The essential conditions during curing are: • Heat (~ 30oC) • Good ventilation • Low humidity
7. Irradiation • Irradiation is a treatment given to various fruits and vegetables to control different postharvest diseases and disorders. Fruits are exposed to various doses of electromagnetic radiations for small durations (few sec to few min.) of time under highly controlled conditions. The unit for measuring radiation dose is Gy or rads. It is very effective treatment but in many of the cases, the technology of irradiation finds a limited commercial application due to the following reasons • either some cheaper and more effective alternatives are available • the irradiation treatment leaves undesirable effect on the produce and cause abnormal ripening.
8. Vapour heat treatment This was developed to control infections of fruit flies in fruits. The treatment consists of stacking the fruits in boxes in a room which is heated and humidified by injection of steam. The temperature and exposure time may be adjusted depending upon the stage at which the fly is to be killed i.e. egg, larvae, pupa or adult. The most difficult stage to control by VHT is larval stage as the insect goes further into the fruit and away from the surface thus requiring high temperatures for short time. Generally the treatment of citrus, papaya, mango or pineapples may be given at 43o C in saturated air for 8 hrs followed by maintaining the temperature for further 6 hrs.
8. Desapping Desapping of mango fruits is carried out in processing area by trained workers under the supervision of processing supervisor. Desapping is done by holding the mango fruits upside down while cutting the stalk of fruits. The stalks of mango fruits are cut very carefully to 0.5 to 1.0 cm by trained workers by using a scissor with sharp long nose to avoid causing skin injury. For exports, the pedicel of the fruits is cut approximately at a length of 1 cm from the fruit with the help of sharp scissors and fruits are kept up side down in special knitted pallets, for two hours so that the latex flows out from the fruit completely. Care should be taken that the latex drop does not fall on the fruit.
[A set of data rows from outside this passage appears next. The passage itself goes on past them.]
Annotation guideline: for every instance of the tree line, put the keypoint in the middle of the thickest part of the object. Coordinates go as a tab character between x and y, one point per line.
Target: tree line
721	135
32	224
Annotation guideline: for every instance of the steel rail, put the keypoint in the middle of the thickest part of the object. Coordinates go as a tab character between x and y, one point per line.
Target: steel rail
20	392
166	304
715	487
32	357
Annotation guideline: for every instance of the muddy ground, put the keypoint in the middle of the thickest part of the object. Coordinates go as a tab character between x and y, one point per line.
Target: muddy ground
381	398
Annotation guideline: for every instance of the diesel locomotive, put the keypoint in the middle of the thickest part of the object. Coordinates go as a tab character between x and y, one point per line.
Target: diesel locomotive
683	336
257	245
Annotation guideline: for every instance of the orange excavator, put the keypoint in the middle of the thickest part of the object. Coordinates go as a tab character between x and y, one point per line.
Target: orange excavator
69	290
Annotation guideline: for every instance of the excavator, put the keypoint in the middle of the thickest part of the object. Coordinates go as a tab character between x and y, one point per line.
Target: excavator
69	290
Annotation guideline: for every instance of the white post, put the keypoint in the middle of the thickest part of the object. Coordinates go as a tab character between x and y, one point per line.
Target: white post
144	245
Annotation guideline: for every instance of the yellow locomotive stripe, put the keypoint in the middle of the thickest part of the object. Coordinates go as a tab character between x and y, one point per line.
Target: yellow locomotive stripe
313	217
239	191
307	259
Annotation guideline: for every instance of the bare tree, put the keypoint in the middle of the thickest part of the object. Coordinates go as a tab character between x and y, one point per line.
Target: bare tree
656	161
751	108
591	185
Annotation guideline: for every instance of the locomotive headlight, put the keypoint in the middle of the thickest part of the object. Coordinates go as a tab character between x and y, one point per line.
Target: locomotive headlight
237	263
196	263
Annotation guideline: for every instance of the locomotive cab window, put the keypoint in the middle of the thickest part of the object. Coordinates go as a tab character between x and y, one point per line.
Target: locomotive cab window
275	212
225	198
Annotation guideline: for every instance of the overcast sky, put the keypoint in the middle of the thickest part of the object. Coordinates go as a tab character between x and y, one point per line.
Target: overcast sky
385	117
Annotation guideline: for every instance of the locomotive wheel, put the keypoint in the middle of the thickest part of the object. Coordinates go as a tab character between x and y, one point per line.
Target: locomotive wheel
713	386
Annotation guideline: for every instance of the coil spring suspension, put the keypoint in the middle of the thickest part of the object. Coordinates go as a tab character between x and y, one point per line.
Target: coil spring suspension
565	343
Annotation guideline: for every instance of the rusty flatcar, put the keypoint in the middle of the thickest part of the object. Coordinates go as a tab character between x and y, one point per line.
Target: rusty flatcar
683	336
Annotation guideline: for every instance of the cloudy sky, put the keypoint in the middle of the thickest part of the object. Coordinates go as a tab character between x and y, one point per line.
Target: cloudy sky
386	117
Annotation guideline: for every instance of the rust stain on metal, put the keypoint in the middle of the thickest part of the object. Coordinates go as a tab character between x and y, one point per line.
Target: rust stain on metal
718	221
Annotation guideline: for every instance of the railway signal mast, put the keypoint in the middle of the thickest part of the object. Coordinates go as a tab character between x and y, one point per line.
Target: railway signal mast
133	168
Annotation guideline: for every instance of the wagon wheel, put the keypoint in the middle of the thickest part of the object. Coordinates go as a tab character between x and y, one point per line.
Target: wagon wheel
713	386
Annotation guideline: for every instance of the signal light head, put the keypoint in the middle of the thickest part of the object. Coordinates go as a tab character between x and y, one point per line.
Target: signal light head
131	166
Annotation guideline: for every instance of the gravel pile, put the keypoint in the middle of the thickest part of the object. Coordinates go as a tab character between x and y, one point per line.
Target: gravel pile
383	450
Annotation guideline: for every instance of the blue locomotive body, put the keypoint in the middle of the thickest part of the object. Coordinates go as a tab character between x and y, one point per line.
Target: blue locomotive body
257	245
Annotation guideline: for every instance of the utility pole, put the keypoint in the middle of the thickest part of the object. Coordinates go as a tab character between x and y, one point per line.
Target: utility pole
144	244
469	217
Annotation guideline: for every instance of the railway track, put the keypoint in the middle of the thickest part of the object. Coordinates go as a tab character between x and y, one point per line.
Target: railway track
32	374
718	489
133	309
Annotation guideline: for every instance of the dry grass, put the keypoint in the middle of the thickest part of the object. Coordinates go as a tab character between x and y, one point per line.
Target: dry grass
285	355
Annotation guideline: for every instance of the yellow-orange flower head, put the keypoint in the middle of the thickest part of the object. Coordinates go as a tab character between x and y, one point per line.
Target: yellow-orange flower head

Let us sum up • Pre storage treatments are the treatments given to a commodity (fruits and vegetables in present context) generally after harvesting to reduce postharvest losses, enhance storage life and retain quality. • Cleaning removes adhering dust, dirt, extraneous matter, pathogenic load etc. from the surface of a commodity. Dusting, washing etc. are methods of cleaning. • Fruits are graded on the basis of their colour, size and weight and sorted for freeness from damage/ diseases. Waxing is the process of applying wax on the surface of commodity by spraying, dip or immersion, brushing, fogging or foaming. • Pre-cooling is the prompt cooling of the commodity immediately after harvest (generally within 24 hrs of harvest), to its safe storage temperature , which aims at removal of field heat. • Chemicals are applied by spraying, dusting, dipping etc. for reducing disease incidence during storage. Irradiation is application of radiation under controlled conditions. For reducing incidence of disease or disorders.